Who’s the best fashion designer to you? Now, and in the past?
I feel like there’s different people for different reasons. Sometimes I look at someone because they’re amazing in a business sense. Sometimes I admire them creatively because they have really figured out their own style. For example, there is something really special about Margiela because he did what he did and he did it for his aesthetic, it’s his. Vivienne as well, her clothes are more than just fashion, they’re a youth culture. And for example, punk obviously influenced so many other designers after.
What do you like to do when you’re not designing? What are your hobbies?
I love travelling to new places and cultures. It inspires my clothes but also sometimes I want to switch off. A couple of years ago I went to Ethiopia, I did a project there actually, but it is such an interesting place. I went two years ago to Oman and absolutely adored it. I love finding out how other people live.
And where does your inspiration for your designs come from?
From various places. It can come from friends. Often gut instinct is the starting point. I have an idea of how I want the woman to look like. Then I look at various references – for example English countryside, or an artist. A couple of years ago I did something based on Martin Parr’s photography. But every season is different.
Personally I liked how your AW/16 collection – both men and women – looked almost like it was inspired by fantasy. Both fantastical and practical?
I like to play with this sometimes. For my SS/16 collection I imagined a girl standing in the desert and then suddenly it rains and the land starts to flower, and it’s kind of like a little story that I create and then the whole collection is based around that.
What does your working day look like?
I go to work about 8/8:30 and the first few hours I do the business side, the bank, the administration – well, I try to do that – then I go into various design meetings for the the womens, the mens, the knitwear and so on. Then I check production. 80% of the business is design- and product-led, finding new techniques and so on.
What’s the most stressful part of your job?
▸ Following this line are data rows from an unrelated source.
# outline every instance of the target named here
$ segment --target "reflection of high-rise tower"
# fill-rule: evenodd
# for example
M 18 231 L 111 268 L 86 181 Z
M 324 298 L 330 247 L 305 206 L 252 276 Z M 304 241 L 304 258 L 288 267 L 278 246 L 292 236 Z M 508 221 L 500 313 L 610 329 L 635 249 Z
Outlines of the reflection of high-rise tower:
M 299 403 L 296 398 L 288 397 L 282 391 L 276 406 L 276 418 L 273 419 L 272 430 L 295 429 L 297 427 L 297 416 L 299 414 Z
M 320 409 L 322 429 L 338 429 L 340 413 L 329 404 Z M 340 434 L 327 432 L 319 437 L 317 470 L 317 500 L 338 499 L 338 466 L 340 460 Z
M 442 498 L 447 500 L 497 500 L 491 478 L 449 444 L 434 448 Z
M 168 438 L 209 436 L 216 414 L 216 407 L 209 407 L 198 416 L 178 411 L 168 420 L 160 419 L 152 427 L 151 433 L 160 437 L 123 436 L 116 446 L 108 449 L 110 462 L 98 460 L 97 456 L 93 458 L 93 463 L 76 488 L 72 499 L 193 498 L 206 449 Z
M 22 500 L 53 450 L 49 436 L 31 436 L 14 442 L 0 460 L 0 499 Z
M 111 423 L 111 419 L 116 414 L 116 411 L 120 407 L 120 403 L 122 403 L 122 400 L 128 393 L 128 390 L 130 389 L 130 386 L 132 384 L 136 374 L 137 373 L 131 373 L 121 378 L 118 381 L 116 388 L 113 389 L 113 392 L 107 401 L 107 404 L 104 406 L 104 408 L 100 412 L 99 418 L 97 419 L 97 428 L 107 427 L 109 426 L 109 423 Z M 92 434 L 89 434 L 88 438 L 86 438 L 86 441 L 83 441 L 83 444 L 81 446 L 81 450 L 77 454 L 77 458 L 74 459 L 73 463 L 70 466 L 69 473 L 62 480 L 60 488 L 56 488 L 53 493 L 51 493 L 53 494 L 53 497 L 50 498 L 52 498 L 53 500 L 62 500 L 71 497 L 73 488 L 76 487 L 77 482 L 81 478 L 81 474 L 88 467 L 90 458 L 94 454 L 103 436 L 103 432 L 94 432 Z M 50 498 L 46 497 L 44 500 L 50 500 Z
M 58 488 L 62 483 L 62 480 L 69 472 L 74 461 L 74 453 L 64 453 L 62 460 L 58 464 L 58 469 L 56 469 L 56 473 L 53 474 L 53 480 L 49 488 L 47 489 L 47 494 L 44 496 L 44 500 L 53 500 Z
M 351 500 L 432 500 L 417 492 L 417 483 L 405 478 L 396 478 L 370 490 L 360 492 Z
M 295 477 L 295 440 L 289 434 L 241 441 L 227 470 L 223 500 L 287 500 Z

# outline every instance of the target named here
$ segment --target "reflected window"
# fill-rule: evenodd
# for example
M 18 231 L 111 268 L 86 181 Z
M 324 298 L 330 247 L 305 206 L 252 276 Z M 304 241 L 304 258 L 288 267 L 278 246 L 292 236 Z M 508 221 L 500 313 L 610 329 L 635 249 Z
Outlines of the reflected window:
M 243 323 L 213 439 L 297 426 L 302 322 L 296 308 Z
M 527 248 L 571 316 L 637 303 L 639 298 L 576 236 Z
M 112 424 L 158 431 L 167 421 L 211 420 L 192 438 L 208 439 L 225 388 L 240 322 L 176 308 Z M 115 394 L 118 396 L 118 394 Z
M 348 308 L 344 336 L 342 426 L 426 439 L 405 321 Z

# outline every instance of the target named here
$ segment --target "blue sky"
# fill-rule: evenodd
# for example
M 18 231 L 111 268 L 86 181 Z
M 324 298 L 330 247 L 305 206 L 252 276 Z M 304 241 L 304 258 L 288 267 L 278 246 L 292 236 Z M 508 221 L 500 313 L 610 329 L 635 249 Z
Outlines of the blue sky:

I find time pressure the most stressful part. We do four womenswear collections and two menswear collections so literally every two months I have to produce a new collection, so it’s always deadline after deadline after deadline, which is really quite exhausting because you cannot be late. You have to develop new things and all the development take so long. But I do thrive off it, because it makes you come up with new ideas and work really hard. Already I’m working on Autumn/Winter next year. So I’m finishing SS/17 and also working on knitwear. Last night I was working at 1am on knitwear.
What inspired you to become a designer?
I was a drive in me. I can’t remember too much from when I was young but my Aunt’s sister, she had a studio where she made things for my Grandma. And she made her dresses and I was fascinated by them, looking at everything.
What do you think the high point of your career is?
You know what is really amazing? When incredible girls wear the things I design. Beyoncé was wearing something, Madonna, Rihanna. It’s amazing to see that. And now we’re developing a dress for the Emmy’s for Maisie Williams.
If you weren’t a designer what would you be doing instead?
I’ve always loved architecture. I could definitely be an architect. That or work with space. I love everything to do with stars.
What art movements do you admire, if any, and which artists?
I love Pop Art, I’m quite graphic. But I also like Picasso.
What’s next for you?
Just to continue being excited by things. And rather than thinking that my company has to be this or this, I just want to continue doing what I love and doing it well. Being really creative is important in an environment which is quite technical. I want to be able to explore and develop.